Cara Liberdade, de Zdenek Korecek, narra o drama da emigração da Europa em guerra até o Brasil

Estamos entrando em uma era com um infeliz crescimento de conceitos como xenofobia, protecionismo e anti-globalização. Neste começo de 2017 tão cheio de rupturas, do Brexit ao Trump com seu muro no México, as mudanças de comportamento das gerações futuras prometem ser intensas.

Mas há um outro lado para isso, como já postei diversas vezes aqui no blog. Momentos de ruptura social, momentos que marcam mudanças grandes nas mentes das pessoas, costumam vir juntas com histórias intensas e extremamente dramáticas. Histórias, acrescento, que tendem a se metamorfosear em obras primas da literatura e, assim, ajudar a própria humanidade a crescer enquanto espécie. Não vou me alongar muito aqui sobre esse assunto – escrevo um outro post na sext sobre ele. Mas um livro recentemente publicado no Clube me chamou a atenção: Cara Liberdade, escrito por Zdenek Korecek.
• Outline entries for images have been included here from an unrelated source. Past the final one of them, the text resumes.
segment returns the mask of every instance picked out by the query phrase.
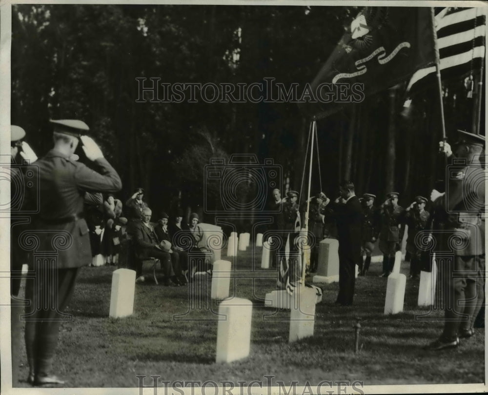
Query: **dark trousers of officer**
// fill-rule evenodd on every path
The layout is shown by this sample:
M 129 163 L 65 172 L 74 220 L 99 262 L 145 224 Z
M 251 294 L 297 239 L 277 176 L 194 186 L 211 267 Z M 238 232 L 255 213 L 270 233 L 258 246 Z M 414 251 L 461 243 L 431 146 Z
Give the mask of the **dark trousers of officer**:
M 356 263 L 350 254 L 339 252 L 339 294 L 336 301 L 341 304 L 352 304 L 356 281 Z
M 455 340 L 460 330 L 472 328 L 484 296 L 485 259 L 481 256 L 455 255 L 440 269 L 444 290 L 444 330 L 441 338 Z
M 177 276 L 182 275 L 181 270 L 180 269 L 180 262 L 178 258 L 178 254 L 175 262 L 172 260 L 171 254 L 169 253 L 165 252 L 156 248 L 155 247 L 151 247 L 145 249 L 145 256 L 149 258 L 156 258 L 159 259 L 161 263 L 161 269 L 164 276 L 167 278 L 169 278 L 175 274 Z M 142 274 L 142 261 L 143 259 L 139 258 L 135 260 L 136 277 L 139 277 Z
M 29 375 L 52 374 L 53 359 L 61 320 L 61 315 L 71 300 L 78 268 L 49 269 L 38 265 L 29 270 L 25 284 L 25 349 Z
O motivo: trata-se da história do próprio autor que passou pela guerra e emigrou da antiga Tchecoslováquia para o Brasil. Ou seja: é um testemunho vivo e intenso de uma outra era de mudanças na história da humanidade.

Veja o book trailer abaixo, que conta ainda com algumas preciosas fotos do autor:

Gostou? Deixo então uma dica que estou pessoalmente prestes a fazer: vá neste link (https://www.clubedeautores.com.br/book/201591–Cara_Liberdade), no site do Clube, compre o livro e mergulhe nessa incrível história!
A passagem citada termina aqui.